Con casi 84 años, nació el 20 de setiembre de 1934 en Roma, aún conserva la eterna sonrisa y la escultural figura de pechos generosos; tiene dos Premios Oscar encima de la chimenea casera y trabajó con todas las luminarias del cine, en los últimos 50 años.
Más que una estrella es una “signora” del cine.
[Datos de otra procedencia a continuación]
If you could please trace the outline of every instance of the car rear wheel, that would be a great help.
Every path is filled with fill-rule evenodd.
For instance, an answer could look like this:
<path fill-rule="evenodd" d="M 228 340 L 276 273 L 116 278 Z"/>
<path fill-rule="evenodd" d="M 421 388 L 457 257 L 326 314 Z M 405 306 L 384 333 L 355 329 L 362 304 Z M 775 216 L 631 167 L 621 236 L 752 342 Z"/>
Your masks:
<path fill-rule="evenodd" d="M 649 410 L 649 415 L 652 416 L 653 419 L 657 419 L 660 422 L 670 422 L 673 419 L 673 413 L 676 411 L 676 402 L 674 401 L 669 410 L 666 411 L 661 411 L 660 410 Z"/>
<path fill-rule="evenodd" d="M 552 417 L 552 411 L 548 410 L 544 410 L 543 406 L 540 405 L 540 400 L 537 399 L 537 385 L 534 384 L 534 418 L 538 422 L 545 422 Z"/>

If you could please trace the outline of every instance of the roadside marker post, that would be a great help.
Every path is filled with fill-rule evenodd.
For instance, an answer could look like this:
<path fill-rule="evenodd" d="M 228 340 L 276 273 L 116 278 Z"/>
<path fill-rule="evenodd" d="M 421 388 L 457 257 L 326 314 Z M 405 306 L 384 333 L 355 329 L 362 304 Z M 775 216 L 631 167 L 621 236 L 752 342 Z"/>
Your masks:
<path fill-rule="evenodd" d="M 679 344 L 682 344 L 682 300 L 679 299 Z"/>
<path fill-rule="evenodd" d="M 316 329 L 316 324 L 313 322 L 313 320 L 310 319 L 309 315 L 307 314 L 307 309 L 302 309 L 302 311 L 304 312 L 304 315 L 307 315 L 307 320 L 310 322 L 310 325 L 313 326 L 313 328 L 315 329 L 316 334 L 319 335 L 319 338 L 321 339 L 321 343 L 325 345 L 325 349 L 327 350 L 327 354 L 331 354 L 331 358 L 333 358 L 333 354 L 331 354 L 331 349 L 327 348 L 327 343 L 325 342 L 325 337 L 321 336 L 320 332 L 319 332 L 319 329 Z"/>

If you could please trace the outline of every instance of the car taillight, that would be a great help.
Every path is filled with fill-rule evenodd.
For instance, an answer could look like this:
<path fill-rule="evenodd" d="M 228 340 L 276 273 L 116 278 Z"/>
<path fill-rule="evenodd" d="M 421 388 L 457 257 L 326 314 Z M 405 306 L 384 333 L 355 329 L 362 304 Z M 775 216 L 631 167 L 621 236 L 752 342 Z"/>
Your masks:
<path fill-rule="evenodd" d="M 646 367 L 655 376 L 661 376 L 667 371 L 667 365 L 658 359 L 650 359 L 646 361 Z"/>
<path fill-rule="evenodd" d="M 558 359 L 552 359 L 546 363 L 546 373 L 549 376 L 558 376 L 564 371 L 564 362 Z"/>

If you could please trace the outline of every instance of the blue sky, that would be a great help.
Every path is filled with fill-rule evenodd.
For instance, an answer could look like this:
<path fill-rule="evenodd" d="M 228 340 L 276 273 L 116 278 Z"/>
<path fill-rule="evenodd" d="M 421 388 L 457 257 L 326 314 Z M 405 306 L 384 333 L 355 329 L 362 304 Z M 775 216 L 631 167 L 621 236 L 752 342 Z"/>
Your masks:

Inaugura barcos, publicita alimentos, libros y cosméticos; los barones de la moda se la disputan en sus desfiles porque siempre luce perfectamente vestida, maquillada y peinada.
Para los italianos es tan hermosa como la diosa Venus; cuando cumplió 76 años una encuesta la proclamó la mujer más bella del mundo, y la nombraron Miss Italia “ad honorem”, que más bien sería “ad perpetuam”.
Orgullosa de su familia, aún siente la alegría de vivir.
Embajadora del amor
En 1932 Romilda Villani ganó un concurso por su gran parecido con Greta Garbo; como tenía 17 años no la dejaron ir a Hollywood a seguir una carrera artística. Dos años más tarde quedó embarazada, soltera, de una niña que llevaría al extremo todos sus sueños.
Al mejor estilo de las películas del neorrealismo italiano la pequeña Sophia sufrió los peores años de la postguerra, pero tendría un final feliz al estilo americano rodeada del encanto, la fama y el éxito.
La diva italiana ganó dos Premios Oscar, otros tantos en diferentes certámenes, filmó 80 películas y marcó con su belleza, clase y erotismo la aburrida vida de los gringos.